Araba resmi aramadan gazetelere bakmak
Her telefon çaldığında acaba yuvadan mı arıyorlar diye evham yapmamak
Arabayla yolda giderken arkaya dönmeden 3 dakika yolculuk yapabilmek. (Ben kullanmıyorum tabii.) Oğlan sürekli bir şeyler sorduğundan arkaya dönmekten mide bulantısı geçiriyorum...
Elimde sigarayla arka odalara gidebilmek. Her seferinde sigarayı bırakmak için yarı yolda salona geri dönüyorum. (Evet, maalesef ben de içiyorum ama hamileyken ve emzirirken içmedim inanın.)

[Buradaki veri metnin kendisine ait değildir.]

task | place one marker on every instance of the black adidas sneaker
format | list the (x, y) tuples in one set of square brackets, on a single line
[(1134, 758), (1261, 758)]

Sarhoş olmak ya da en azından biraz içki içmek. Gecenin bir vakti bana ihtiyacı olur korkusuyla bir bira bile içmiyorum da...
İstediğim gibi alışveriş yapabilmek. Yok, kilolarımdan değil; bunun püskülünü çeker, şunun fermuarını indirir, bunun tüyü onu rahatsız eder diye pek çok şeyi es geçiyorum.
ANNEMİN KÖŞESİ
Anne mi güzel anneanne mi?
Annem sabah kalktığı andan itibaren bakımına özen gösteren, evin içinde bile hafif bir makyaj ve güzel sabahlıklarla dolaşan bir kadın. Ben ise evde yırtık pırtık elbiselerle dolaştığım gibi makyajı da artık ayda yılda bir yapar oldum. Nitekim geçenlerde makyaj yaparken Sinan da yanımdaydı. Beni izliyor ve oynuyordu. Sordum ona: 'Sinan, anne güzel mi?'. 'Tabii ki güzel' dedi. Başka bir cevap beklemiyordum ya neyse, kaşınmaya devam ettim: 'Peki anne mi güzel, anneanne mi?'
'Anneanne' dedi.
Aradan geçen zamanlarda durup dururken birkaç kere daha sordum. Aynı cevabı verdi.
Bundan çıkan sonuç: Annem mi güzel ben mi? Bilmem, ikimizin de ayrı havası var. Tarzlarımız farklı bir kere!!! Ama kesin bir şey var ki erkekler bakımlı kadınlardan hoşlanıyor. Doğalarında bu var. Annemin öne geçmesinin sırrı da sanırım burada...
Anlatın beraber gülelim
Anne ben nasıl doğdum?
Kızım 3,5 yaşında ve kitaplara çok meraklı. Ona Tübitak serisinden 'Vücudumuz Nasıl Çalışır?' adlı kitabı almıştım. Daha önce 'ben nasıl oldum' 'nereden doğdum' sorularını sormuştu zaten. Ben de bu soruları beklediğimden; dersime iyi çalışmıştım, ya da ben öyle sanıyordum! Ona, doktorların onu karnımdan ameliyatla aldıklarını anlatmıştım. Tübitak'ın kitabında ise normal doğumu resimlemişler. Suratında garip ve korkmuş bir ifade ile 'annecim, bak bebek teyzenin poposundan çıkıyor,' dedi. Ben de doğumun 2 çeşit olduğunu söyledim. Yüzündeki tuhaf ifade ile; 'Peki ama beni karnından ameliyatla aldılar değil mi?' dedi. Ben de 'evet' deyince, büyük bir sevinçle bağırdı: Oleeeeey!!!!
Ankara, N.YENER
Püf NOKTALAR
Bir kadeh şarap her annenin hakkı. Ne var ki kalanı iyi korumak gerekir. Şarap şişelerinin mantarını tekrar şişeye geçirmek için mantarı kaynar suyun içine atın.
Reçel yapacağınız meyvaları yıkayıp kurulamalısınız. Karıştırırken mutlaka tahta kaşık kullanın. Şekerlenmeyi önlemek için limon suyu kullanın. Kavanozlara koyduğunuzda iyice soğumadan ve üzerindeki hava kabarcıklarını kağıt havlu ile almadan kavanozu kapatmayın. Reçellerinizi serin ve karanlık yerde saklayın.
Zehir Danışma Merkezinin telefon numarası: 0 800 3147900
İyi kek yapmanın sırrı; yumurta, yağ ve şekeri çok, unu az çırpmaktır. Özellikle yumurtanın önce düşük, sonra yüksek devirde uzun süre çırpılması gerekir. Un, kabartma tozu ve nişasta keke en son eklenen malzemelerdir. Bu malzemeleri tahta bir spatulayla kısa bir süre karıştırmak yeterlidir.